Who needs legs? With their sleek bodies, snakes can slither up to 14 miles-per-hour, squeeze into tight spaces, scale trees, and swim. How do they do it? It’s all in the scales. As a snake moves, its scales grip the ground and propel the body forward — similar to how crampons help hikers establish footholds in slippery ice. This so-called “friction-assisted locomotion” is possible because of the shape and positioning of snake’s scales.

Now, a team of researchers from the Wyss Institute at Harvard University and the Harvard John A. Paulson School of Engineering and Applied Sciences (SEAS) has developed a soft robot that uses those same principles of locomotion to crawl without any rigid components.

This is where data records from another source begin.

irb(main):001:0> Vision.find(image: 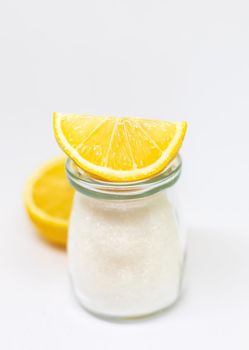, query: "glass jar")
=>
[66,156,185,318]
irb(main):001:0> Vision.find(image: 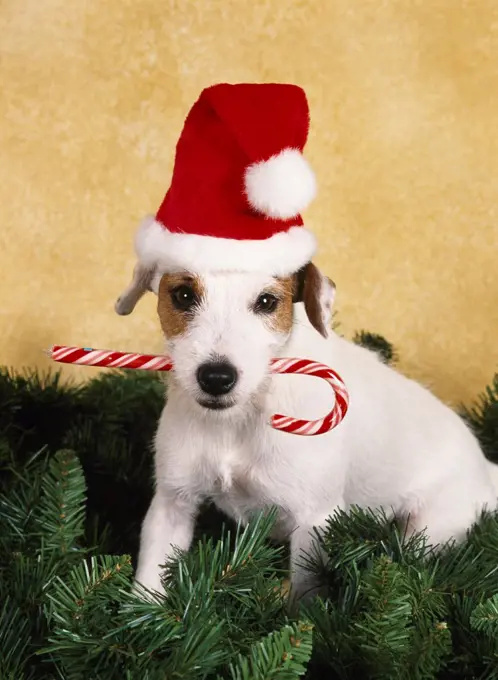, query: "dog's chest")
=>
[200,444,285,521]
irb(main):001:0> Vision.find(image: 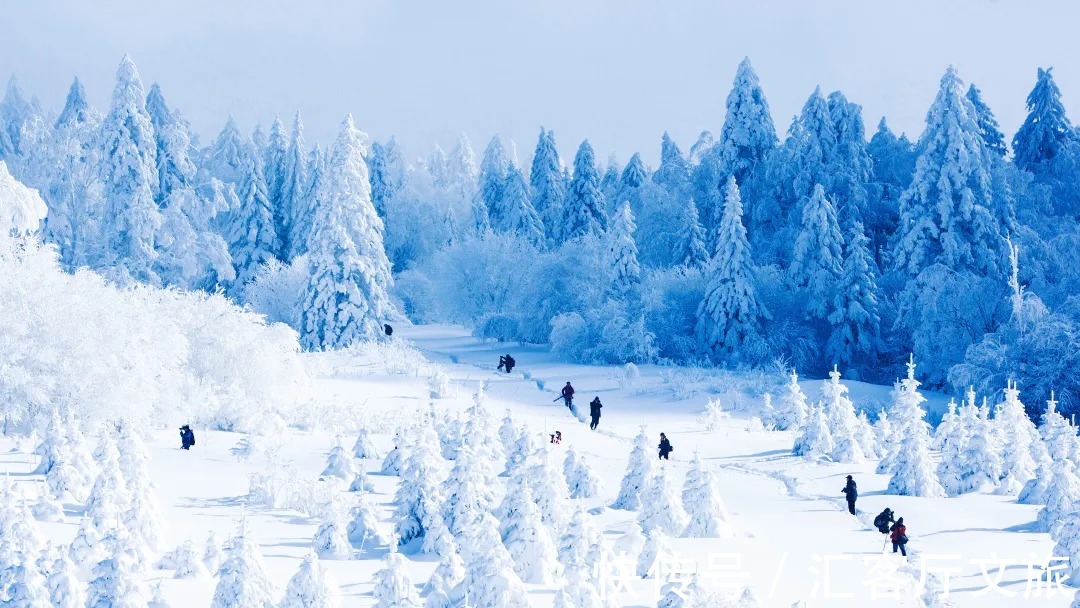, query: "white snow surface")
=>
[0,326,1062,608]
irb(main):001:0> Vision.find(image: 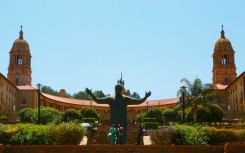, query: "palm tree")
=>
[175,78,217,123]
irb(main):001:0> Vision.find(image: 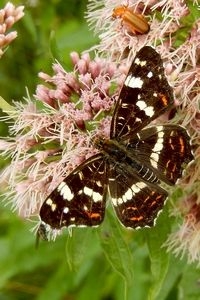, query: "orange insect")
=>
[112,5,150,34]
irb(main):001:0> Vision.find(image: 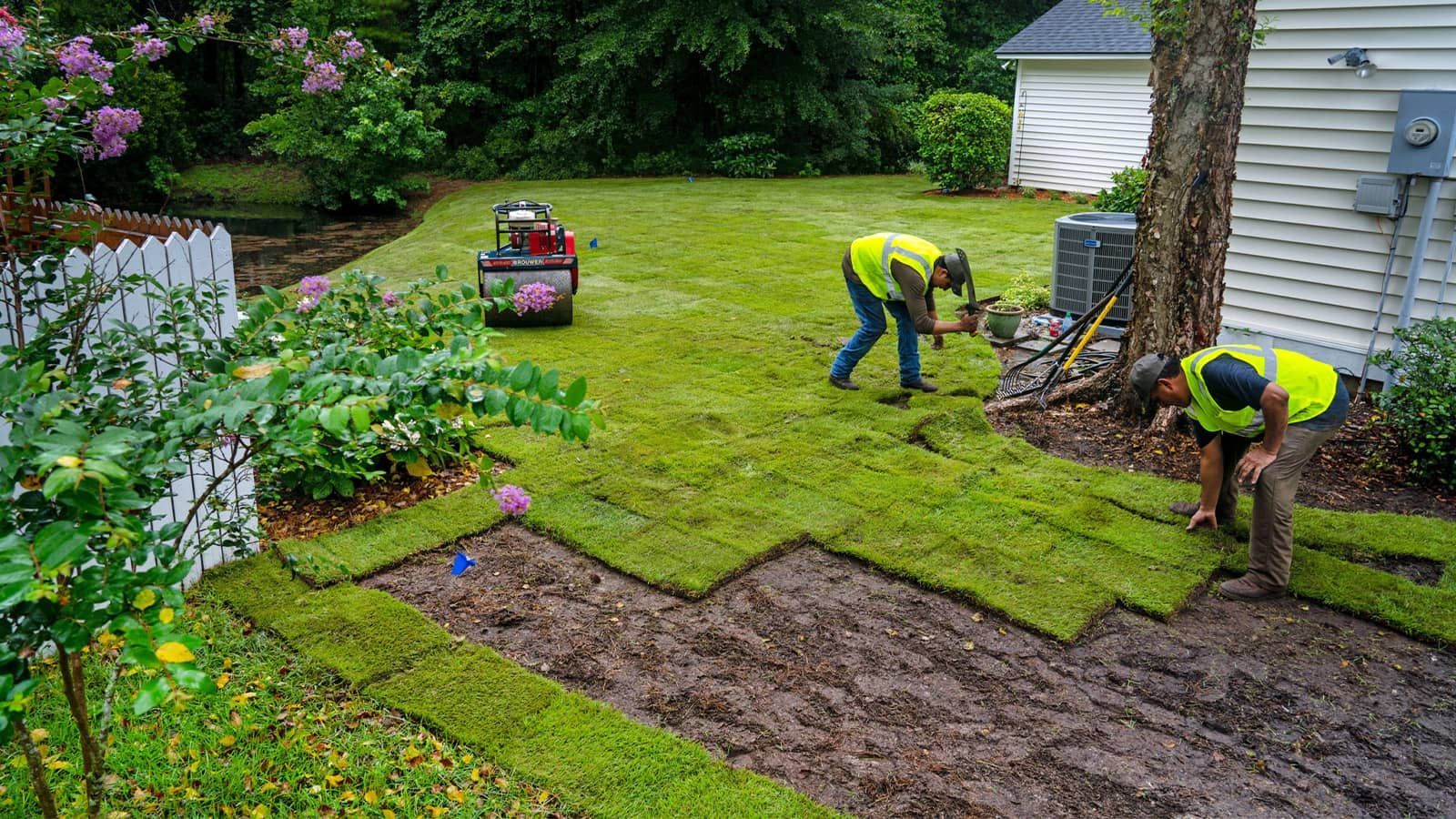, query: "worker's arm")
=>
[1188,436,1223,532]
[1238,382,1289,484]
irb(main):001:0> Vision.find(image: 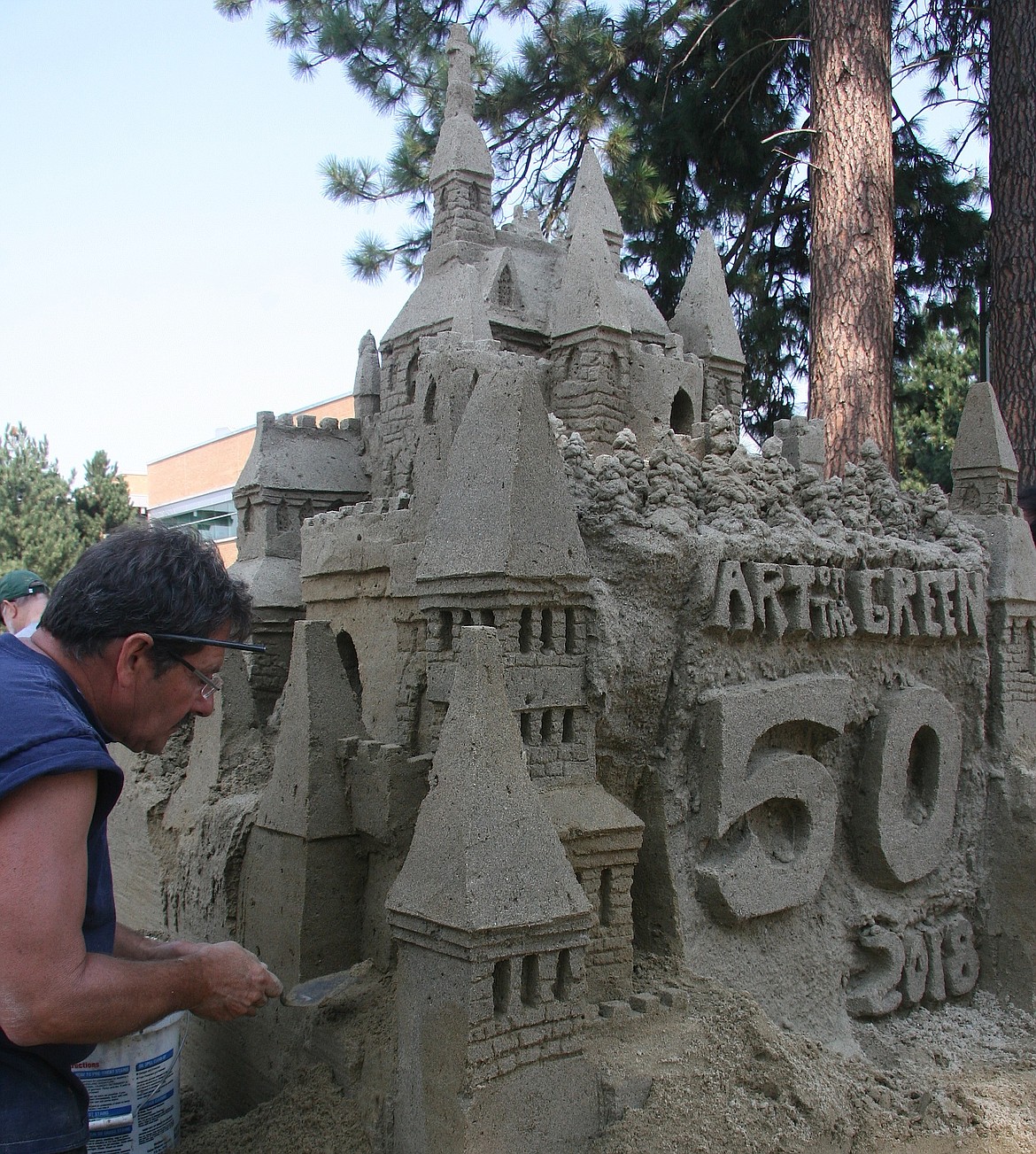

The soft robotic scales are made using kirigami — an ancient Japanese paper craft that relies on cuts, rather than origami folds, to change the properties of a material.  As the robot stretches, the flat kirigami surface is transformed into a 3D-textured surface, which grips the ground just like snake skin.

The research is published in Science Robotics.

“There has been a lot of research in recent years into how to fabricate these kinds of morphable, stretchable structures,” said Ahmad Rafsanjani, Ph.D., a postdoctoral fellow at SEAS and first author of the paper. “We have shown that kirigami principles can be integrated into soft robots to achieve locomotion in a way that is simpler, faster, and cheaper than most previous techniques.”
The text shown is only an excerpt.